King's student begins presidential journey
Alex Kamara is closer than one might think to reaching his dream--By Jonathon M. Seidl
Alex Kamara fought in a war, served as helmsman on a 12,000-ton humanitarian ship that sailed the Atlantic Ocean and Caribbean Sea, and almost died when he was trapped under a whitewater raft in Norway. For most, those experiences would satisfy a mile-long bucket list. But not for Kamara—he still hasn’t achieved his ultimate goal. But he’s closer than one might think.
“My goal is to be the president,” Kamara said. “That’s the end all for me.”
Kamara, though, doesn’t dream of 1600 Pennsylvania Avenue. Instead, he longs for a different big, white house: the Sierra Leone capital building in Freetown, Sierra Leone, his West African home country.
Kamara grew up in Bo, Sierra Leone, the nation’s second largest city. His dad was the first person to have electricity in his neighborhood—a nice place by Sierra Leonean standards, with electricity and multi-story buildings made of cement, as opposed to the dirt and thatched buildings throughout the city and countryside. After civil war broke out in the 90s, a 16-year-old Kamara left his comfortable neighborhood and joined the pro-government militia, Kamajor (or Civil Defense Force), to suppress the rebels.
After fighting for eight months he moved to Gambia where he cut hair and worked other odd jobs. At one point he served as a bouncer. A newcomer unfamiliar with Gambian politics and crime, he proved himself by refusing club access to Gambia’s top gangster, using force to accent his point. After four years in Gambia, he joined Mercy Ships—large, floating hospitals that deliver care to poor all over the world—and spent another four years at sea. A Google search for Christian colleges in America and a letter from The King’s College’s admissions office brought him to King’s in the spring of 2005.
In 2004 Kamara received a letter from King’s explaining its mission. For him, it contained a key phrase. “The moment I read, ‘preparing leaders for the new millennium,’ I knew I was coming,” he said. It’s that decision, he added, that has brought him closer to the presidency than he ever dreamed possible.
“Being here in New York City has given me the opportunity to meet the movers and shakers of my country,” Kamara said. Last year he got an internship at the United Nations working with the Sierra Leonean Ambassador to the U.N., Professor Joe Robert Pemagbi.

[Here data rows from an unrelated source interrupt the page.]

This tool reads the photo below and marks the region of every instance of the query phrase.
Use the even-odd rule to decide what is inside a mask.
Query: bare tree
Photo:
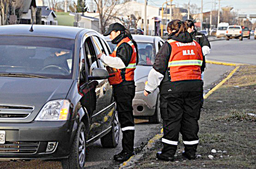
[[[118,10],[114,11],[115,6],[118,4],[119,0],[94,0],[97,6],[97,11],[99,15],[100,33],[103,34],[105,27],[110,20],[116,15]]]
[[[0,0],[0,16],[1,16],[2,25],[8,24],[9,10],[12,2],[12,0]]]

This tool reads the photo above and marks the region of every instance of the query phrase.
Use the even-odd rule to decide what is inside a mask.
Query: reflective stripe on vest
[[[203,56],[199,44],[195,40],[187,43],[173,39],[167,42],[172,47],[168,62],[170,80],[201,80]]]
[[[202,66],[202,61],[200,60],[184,60],[181,61],[169,62],[168,67],[171,66],[198,65]]]

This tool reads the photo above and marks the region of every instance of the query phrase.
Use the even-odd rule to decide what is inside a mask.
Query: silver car
[[[163,44],[164,41],[158,36],[132,35],[137,43],[139,62],[135,71],[134,81],[136,86],[135,96],[132,102],[133,115],[135,117],[148,117],[151,123],[159,123],[161,120],[159,108],[159,90],[147,97],[144,96],[148,76],[152,68],[156,53]],[[111,50],[113,51],[116,45],[113,44],[108,37],[105,37]]]

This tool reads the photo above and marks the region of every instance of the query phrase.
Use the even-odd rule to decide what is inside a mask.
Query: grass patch
[[[241,66],[204,101],[199,121],[197,154],[200,158],[189,161],[182,157],[180,136],[176,162],[156,159],[155,153],[162,146],[159,141],[156,142],[155,150],[148,152],[134,168],[256,168],[256,117],[248,114],[256,114],[256,66]],[[213,153],[213,149],[221,152]],[[214,159],[209,159],[209,155]]]

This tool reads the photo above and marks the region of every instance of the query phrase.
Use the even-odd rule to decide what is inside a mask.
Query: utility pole
[[[218,24],[220,23],[220,0],[219,0],[219,11],[218,11]]]
[[[188,19],[189,19],[189,15],[190,15],[190,0],[189,0],[189,6],[188,6]]]
[[[148,21],[147,20],[147,0],[145,0],[145,4],[144,4],[144,34],[147,35],[147,24]]]
[[[202,0],[201,0],[201,24],[200,25],[200,30],[202,30],[202,20],[203,20],[203,13],[202,13]]]
[[[65,12],[67,12],[67,0],[64,1],[64,10]]]
[[[170,22],[171,22],[173,20],[173,18],[172,17],[173,14],[173,10],[172,9],[172,4],[173,3],[173,0],[170,0]],[[167,30],[167,28],[166,29]]]

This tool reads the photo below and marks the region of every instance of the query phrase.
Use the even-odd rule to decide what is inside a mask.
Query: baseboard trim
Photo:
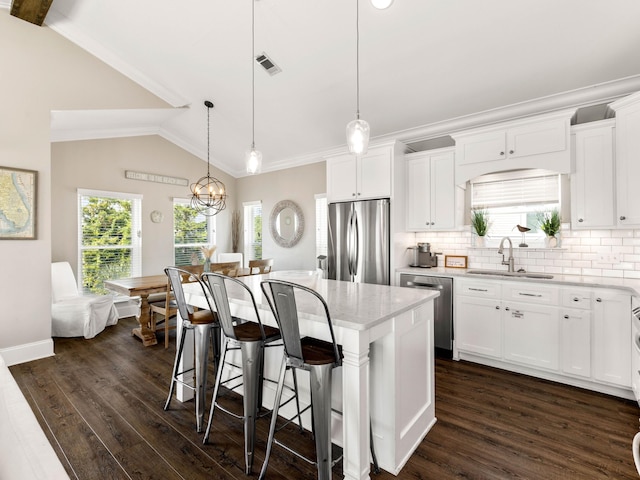
[[[19,363],[26,363],[40,358],[51,357],[54,355],[53,339],[48,338],[40,342],[0,348],[0,355],[2,355],[2,358],[9,367]]]

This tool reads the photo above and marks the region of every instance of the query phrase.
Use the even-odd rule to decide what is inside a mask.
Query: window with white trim
[[[216,244],[216,217],[203,215],[189,200],[173,199],[173,262],[176,266],[204,262],[202,248]]]
[[[244,258],[262,259],[262,202],[244,202]],[[247,263],[248,264],[248,263]]]
[[[142,195],[78,189],[78,288],[142,274]]]
[[[530,228],[527,244],[543,244],[538,228],[540,212],[560,210],[561,176],[547,170],[518,170],[482,175],[471,180],[471,209],[483,208],[489,214],[488,236],[511,237],[514,245],[522,234],[516,225]]]

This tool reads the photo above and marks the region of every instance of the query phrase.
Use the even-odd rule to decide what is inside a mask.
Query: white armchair
[[[93,338],[118,323],[111,295],[80,295],[68,262],[51,264],[51,335]]]

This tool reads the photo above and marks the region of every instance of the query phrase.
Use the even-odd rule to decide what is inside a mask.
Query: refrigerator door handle
[[[353,275],[353,260],[351,258],[351,239],[353,238],[353,212],[349,212],[349,221],[347,222],[347,238],[346,238],[346,247],[347,247],[347,267],[349,270],[349,277]]]
[[[353,268],[352,273],[354,277],[358,274],[358,262],[360,260],[360,227],[358,226],[358,214],[356,212],[353,213],[353,243],[354,243],[354,251],[353,251]]]

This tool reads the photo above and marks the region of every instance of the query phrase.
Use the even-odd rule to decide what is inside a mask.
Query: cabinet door
[[[640,225],[640,102],[616,111],[618,225]]]
[[[391,198],[392,153],[391,147],[384,147],[371,150],[363,157],[358,158],[358,187],[356,191],[358,200]]]
[[[631,296],[596,292],[593,308],[593,378],[631,387]]]
[[[506,158],[505,132],[479,133],[456,139],[456,161],[458,165],[490,162]]]
[[[407,230],[429,230],[431,224],[431,171],[429,157],[407,160]]]
[[[458,350],[502,357],[502,311],[498,300],[458,295],[455,312]]]
[[[431,157],[431,228],[456,226],[455,164],[453,152]]]
[[[591,376],[591,311],[561,311],[562,371],[571,375]]]
[[[613,197],[613,126],[576,131],[571,227],[614,226]]]
[[[558,308],[504,302],[504,358],[558,370],[560,325]]]
[[[341,155],[327,159],[327,201],[356,199],[356,157]]]
[[[507,155],[528,157],[567,149],[568,131],[565,120],[547,120],[507,130]]]

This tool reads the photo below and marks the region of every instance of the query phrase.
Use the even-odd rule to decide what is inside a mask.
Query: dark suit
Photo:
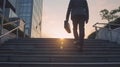
[[[71,14],[71,20],[73,21],[73,33],[75,40],[79,40],[80,44],[84,42],[84,26],[85,22],[88,23],[89,19],[89,10],[88,4],[86,0],[70,0],[66,21],[69,19],[69,15]],[[77,28],[79,25],[79,34],[77,32]]]

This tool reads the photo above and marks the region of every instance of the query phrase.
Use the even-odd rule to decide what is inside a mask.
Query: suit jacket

The Ambassador liked Kamara so much he began mentoring Kamara, giving him career advice and contacting other leaders on Kamara’s behalf. Kamara doesn’t take that lightly and knows his position with the ambassador is important for his future. “Even if you’re a file carrier in the ambassador’s office, and you go back home, you’re something big.”
That’s not all. In September Kamara attended a talk with current Sierra Leone President Ernest Bai Koroma at American University in Washington, D.C., and had the opportunity to speak with the recently-elected leader. Koroma was elected on a platform of change and promises to be tough on corruption, a rampant problem in Sierra Leone. Kamara challenged him on those promises, specifically asking about the pension program that has seen a quarter of a million people go without a single payment for five years. Kamara initially posed his question to a panel, but President Koroma, recognizing the question’s importance, answered it himself and addressed Kamara by name.
“I couldn’t believe it,” Kamara said with a big smile on his face. “He was talking directly to me! I felt so good. The whole time I was thinking, ‘he did not just call me by my first name, did he?’” Having been impressed by Kamara, the president approached Kamara afterwards, pulled him aside, and had a private conversation with him.
Equally impressed was the Sierra Leone Ambassador to the United States, Bockari Kortu Stevens. Afterwards, the ambassador invited Kamara back to D.C. to discuss raising funds for a much-needed bridge back home. Kamara will join other Sierra Leonean leaders in Washington on October 22-23, to begin talks.
For Kamara, meeting and talking with President Koroma was the start of something big. “That was the beginning of my political career,” he said. “People were coming and telling me I’m the next young guy to be a great politician back home.” Still, he remains humble, recognizing that God has put him in this position. He is also determined. After graduation he hopes to receive a presidential appointment and then return home and run for a senate seat. Always confident, he added, “And I won’t lose.”
As a political leader in his country, Kamara hopes to change the attitudes of his people. According to him, Sierra Leoneans distrust their business and government leaders. And rightfully so. Corruption there can seem more rampant than malaria. Kamara wants to change that. “A majority of our leaders want to corrupt; they want to keep the people down,” he said. “I’m going against the tide here.”
That rampant corruption means Sierra Leoneans often distrust the successful, the educated, and those seeking power. Success, then, is often discouraged, even while the country remains impoverished and “brain drain” is more than a small problem. “P.H.D., that’s what we have [in Sierra Leone]. Put Him Down syndrome,” Kamara explained.
But while he understands his countrymen may be skeptical, even hostile, that’s not going to keep Kamara from his dreams: “Most people won’t like it, but that’s my call.”